Persahabatannya dengan pengungsi membuat Reza mengenal betul karakter mereka. Ia kagum dengan perjuangan para pengungsi yang di bawah koordinasinya itu. Meski hidup di tengah suasana yang penuh keterbatasan, mereka berjuang saling bahu membahu menata kehidupan baru. Awalnya, mereka tinggal di tenda pengungsian. Selanjutnya, secara bergotong royong para pengungsi membuat tempat tinggal yang lebih nyaman.
“Mereka membuat rumah panggung dengan bahan seadanya. Dari kayu bekas, dedaunan kering, dan bahan lainnya jadilah hunian mirip gubug-gubug. Memang hunian sederhana, tapi lebih nyaman ketimbang tinggal di tenda,” kata Reza.
Reza menceritakan, masalah berat di awal tinggal di tempat pengungsian adalah pemenuhan kebutuhan air.
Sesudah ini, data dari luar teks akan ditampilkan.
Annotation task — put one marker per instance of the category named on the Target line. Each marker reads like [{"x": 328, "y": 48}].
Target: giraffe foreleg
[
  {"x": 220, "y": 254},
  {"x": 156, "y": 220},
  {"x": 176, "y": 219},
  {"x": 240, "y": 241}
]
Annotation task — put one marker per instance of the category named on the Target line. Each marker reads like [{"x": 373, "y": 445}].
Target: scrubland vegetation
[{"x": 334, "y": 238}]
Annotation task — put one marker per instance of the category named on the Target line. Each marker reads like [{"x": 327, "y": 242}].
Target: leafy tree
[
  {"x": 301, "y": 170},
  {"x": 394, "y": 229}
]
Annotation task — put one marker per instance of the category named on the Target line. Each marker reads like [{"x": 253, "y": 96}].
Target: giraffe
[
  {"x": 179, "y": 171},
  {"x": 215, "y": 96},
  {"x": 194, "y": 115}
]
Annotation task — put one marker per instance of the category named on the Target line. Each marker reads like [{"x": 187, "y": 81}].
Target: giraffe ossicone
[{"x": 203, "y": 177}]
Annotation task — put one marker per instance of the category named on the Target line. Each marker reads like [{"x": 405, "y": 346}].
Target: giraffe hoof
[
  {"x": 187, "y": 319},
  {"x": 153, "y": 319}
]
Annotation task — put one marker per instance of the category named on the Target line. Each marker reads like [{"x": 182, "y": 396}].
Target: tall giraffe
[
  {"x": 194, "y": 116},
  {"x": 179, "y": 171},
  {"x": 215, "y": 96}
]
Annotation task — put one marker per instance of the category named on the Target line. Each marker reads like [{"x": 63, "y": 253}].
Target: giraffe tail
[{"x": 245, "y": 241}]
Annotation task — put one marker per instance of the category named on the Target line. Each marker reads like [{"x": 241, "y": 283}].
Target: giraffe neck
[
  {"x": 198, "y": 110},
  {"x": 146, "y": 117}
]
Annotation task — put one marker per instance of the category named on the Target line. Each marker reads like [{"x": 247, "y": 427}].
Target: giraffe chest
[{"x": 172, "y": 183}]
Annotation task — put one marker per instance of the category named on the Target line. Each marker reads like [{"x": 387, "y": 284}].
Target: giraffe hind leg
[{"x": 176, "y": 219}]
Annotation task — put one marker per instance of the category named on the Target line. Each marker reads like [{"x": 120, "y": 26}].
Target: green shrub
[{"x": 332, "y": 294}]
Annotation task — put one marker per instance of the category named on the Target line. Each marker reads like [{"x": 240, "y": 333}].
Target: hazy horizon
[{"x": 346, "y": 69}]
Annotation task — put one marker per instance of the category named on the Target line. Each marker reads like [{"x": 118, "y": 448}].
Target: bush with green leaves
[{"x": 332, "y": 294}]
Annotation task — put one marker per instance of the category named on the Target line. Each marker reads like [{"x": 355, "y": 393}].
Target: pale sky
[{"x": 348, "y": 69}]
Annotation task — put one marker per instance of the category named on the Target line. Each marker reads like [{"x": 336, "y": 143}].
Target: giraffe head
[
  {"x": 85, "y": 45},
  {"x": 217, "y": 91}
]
Ceritanya, minggu pertama paska gempa, suasana di lokasi pengungsian masih kacau balau. Selain tinggal di tenda seadanya, salah satu persoalan besar adalah tidak adanya sumber air. Apalagi lokasi di Desa Pombewe berada di padang savana yang cukup jauh dengan desa lainnya.
Tak ada pilihan lain, mereka mencari air seadanya dari kubangan-kubangan atau saluran-saluran air yang letaknya jauh dari lokasi pengungsian. “Mau bagaimana lagi? Saat itu memang tidak ada sumber lain,” imbuh Reza seraya mengatakan, itulah salah satu pengalaman yang tak terlupakan.
Reza mengaku sempat stress memikirkan keadaan. Namun dia tak mau putus asa. Bersama pengungsi, ia mencari sumber air permanen yang bisa dialirkan ke lokasi pengungsian. Usahanya tidak sia-sia, sekitar 4,5 kilometer dari lokasi pengungsian tepatnya di sebuah lereng perbukitan, mengalir sebuah sungai yang airnya cukup deras. Temuan ini segera ditindaklanjuti JMK-OXFAM.
Setelah melakukan perhitungan tingkat kemiringan serta jarak antara mata air dengan lokasi pengungsi, JMK-OXFAM pun memutuskan untuk mengambil air sungai dan menyalurkannya ke Desa Pombewe. “Saya melihat perjuangan warga untuk mencari air sungguh gigih. Warga pria naik turun tebing dan ikut menyambung pipa dari sumber air ke tanki penampungan yang letaknya berada di bukit kecil di atas rumah pengungsi,” ujar Reza.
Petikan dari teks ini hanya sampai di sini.